Search code examples
phphtmlweb-scrapingdom

Extract plaintext within Div that includes other dom elements but not within any tags


I'm trying to extract some plain text that isn't wrapped in any tags using PHP. Best way to explain is to show;

<div>
    <span>Hello</span>
        THIS IS THE TEXT I WANT TO EXTRACT
    <span>this is some other text</span>
    <div><span>pow</span></div>
</div>

What I'm just about to try out is to loop through and remove all dom elements within the div and that should leave the text. But I'm hoping there's a more elegant method


Solution

  • If I am reading your question correctly, you want to get the text for the element, but excluding the text for child elements.

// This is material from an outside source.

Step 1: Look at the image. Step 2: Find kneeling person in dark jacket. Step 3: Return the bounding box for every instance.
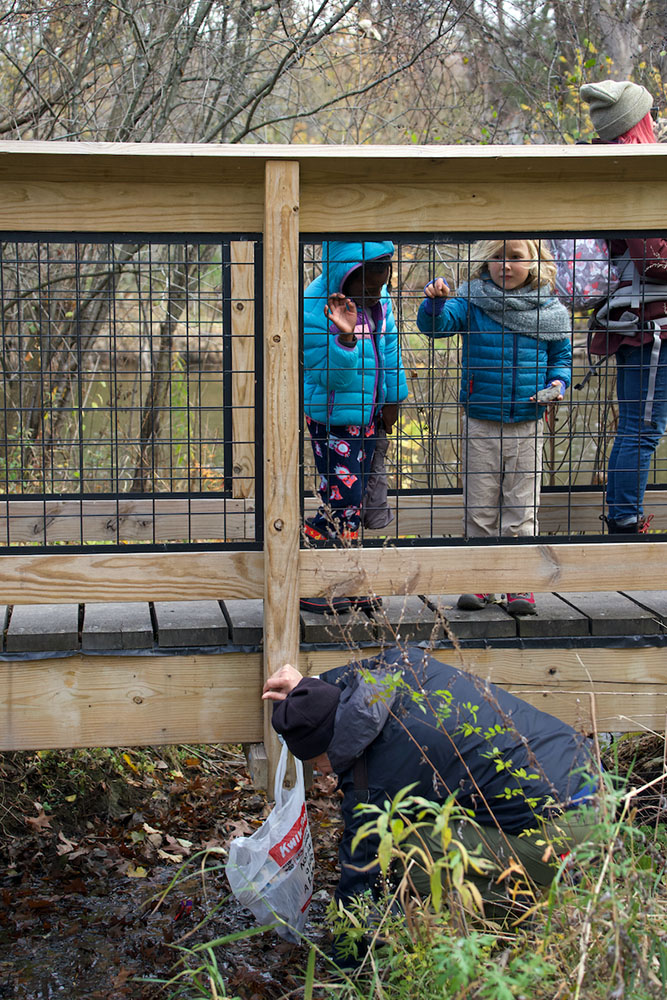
[263,646,597,917]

    Using JavaScript, there is a solution for that here:

    http://www.stevefenton.co.uk/Content/Blog/Date/201007/Blog/Jquery-Get-Text-While-Excluding-Children/

    And in summary, you would do this...

    $("#mydiv").clone().children().remove().end().text();
    

    In PHP (using phpquery) this would be...

    $phpqueryObj = phpQuery::newDocument(DOMinnerHTML($INNERHTMLOFYOURDOMELEMENT));
    $text = $phpqueryObj->clone()->children()->remove()->end()->text();
    

    Without jQuery / JavaScript you would have to perform a similar process manually, i.e. remove the child elements form a cloned version of the element and then get the inner text.